Dieser Satz fällt in Führungsgremien erstaunlich häufig. Und nicht selten markiert er genau den Moment, in dem deutlich wird, dass die eigentliche Entscheidung noch aussteht.

Man verständigt sich auf weitere Gespräche, auf zusätzliche Analysen oder darauf, das Thema zu einem späteren Zeitpunkt erneut zu betrachten. Nach außen wirkt alles sorgfältig abgestimmt und verantwortungsvoll – und doch bleibt die Richtung offen.

Solche Situationen sind keineswegs selten. Gleichzeitig höre ich in vielen Organisationen den Wunsch nach mehr Klarheit. Mitarbeitende suchen Orientierung, erwarten nachvollziehbare Prioritäten und möchten verstehen, wohin sich ihr Unternehmen entwickelt. Schnell wird dann über Kommunikation gesprochen: darüber, dass Dinge besser erklärt oder transparenter vermittelt werden müssten.

Und doch liegt das eigentliche Thema häufig an einer anderen Stelle.

Viele Führungskräfte verfügen durchaus über Klarheit. Sie wissen, welche Richtung sie für richtig halten, welche Prioritäten sie setzen möchten und welche Erwartungen sie an ihr Team haben. In ihrem eigenen Denken ist vieles bereits geordnet.

Gleichzeitig erlebe ich immer wieder, wie leicht es ist zu glauben, Klarheit sei bereits vorhanden – obwohl sie tatsächlich noch gar nicht ausgesprochen wurde.

Was im eigenen Kopf klar erscheint, ist für andere noch lange nicht sichtbar.

Menschen können sich nicht an Gedanken orientieren, die nie formuliert werden.
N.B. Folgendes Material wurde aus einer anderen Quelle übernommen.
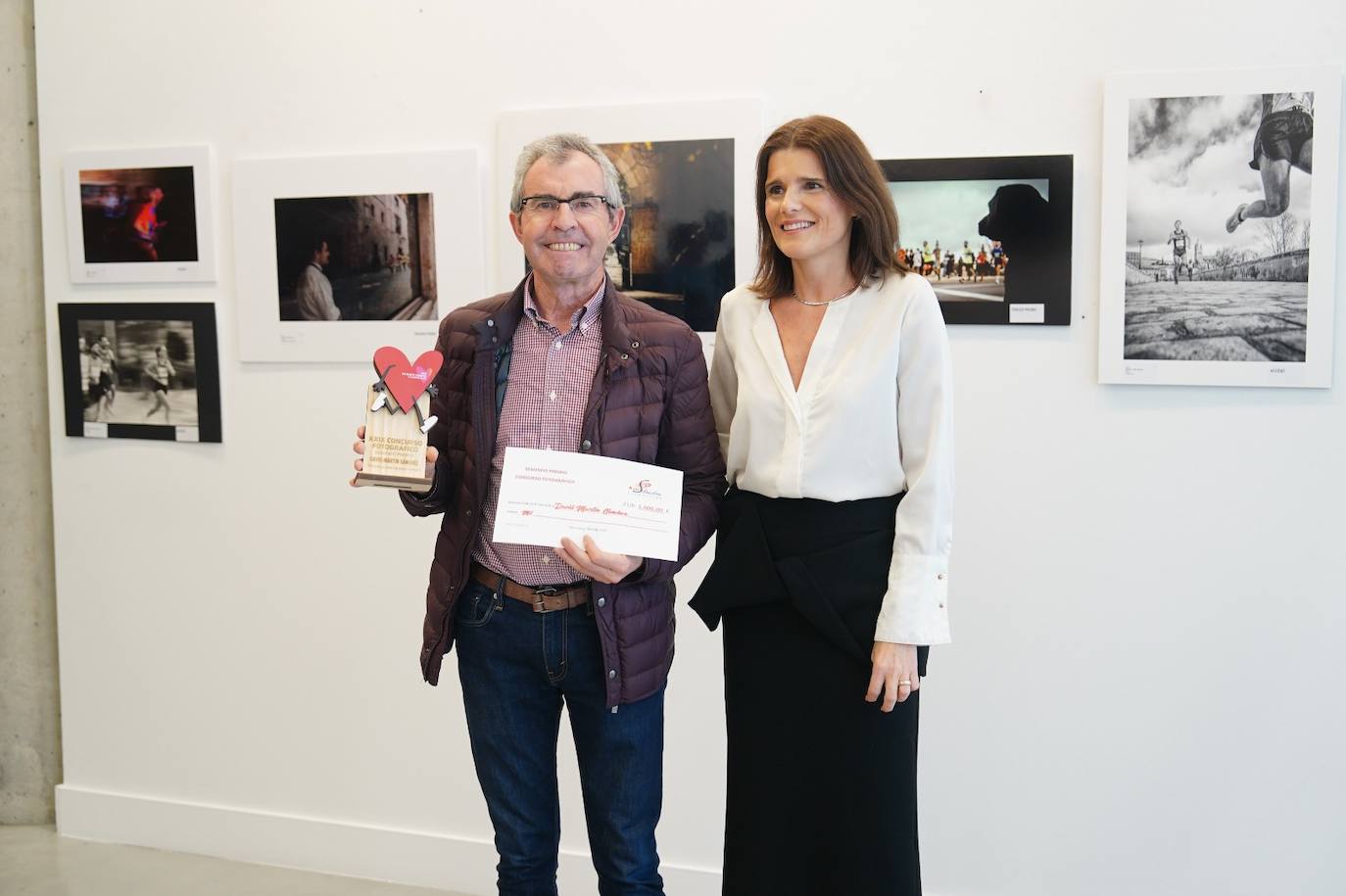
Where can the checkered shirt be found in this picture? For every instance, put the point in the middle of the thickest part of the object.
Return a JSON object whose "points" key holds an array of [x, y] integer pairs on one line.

Sie nehmen wahr, was tatsächlich gesagt, entschieden und vertreten wird.

Klarheit, die nicht ausgesprochen wird, bleibt für andere unsichtbar.

Genau hier entsteht eine Lücke, die in Organisationen erstaunlich häufig zu beobachten ist. Führungskräfte gehen davon aus, dass ihre Haltung und ihre Erwartungen längst verstanden wurden, während Mitarbeitende versuchen, aus Andeutungen, Zwischentönen und einzelnen Entscheidungen eine Richtung abzuleiten. Orientierung entsteht dann eher durch Interpretation als durch Klarheit.

Dabei ist Klarheit weniger eine Frage der richtigen Worte als vielmehr der Bereitschaft, sich festzulegen – und diese Festlegung auch auszusprechen. Wer Klarheit formuliert, macht seine eigene Position sichtbar. Damit entsteht Orientierung für andere, aber auch Verbindlichkeit für einen selbst.

Vielleicht liegt genau darin der Grund, warum Klarheit oft länger braucht, als wir denken. Denn in dem Moment, in dem sie ausgesprochen wird, lässt sie sich nicht mehr so einfach relativieren oder verschieben.

Aus meiner Sicht entsteht Führung genau an diesem Punkt. Nicht in dem Moment, in dem Gedanken im eigenen Kopf sortiert sind, sondern dort, wo sie zu einer klaren Position werden, an der sich andere orientieren können.

Mein Gedanke:

Klarheit beginnt nicht im Denken, sondern im Aussprechen. Erst wenn sie sichtbar wird, kann sie Orientierung geben.

In diesem Sinne wünsche ich Ihnen die Gelegenheit – und den Mut – zu wirklicher Klarheit und freue mich auf den Austausch sowie auf ein Wiedersehen im Rahmen der MIPIM in der kommenden Woche.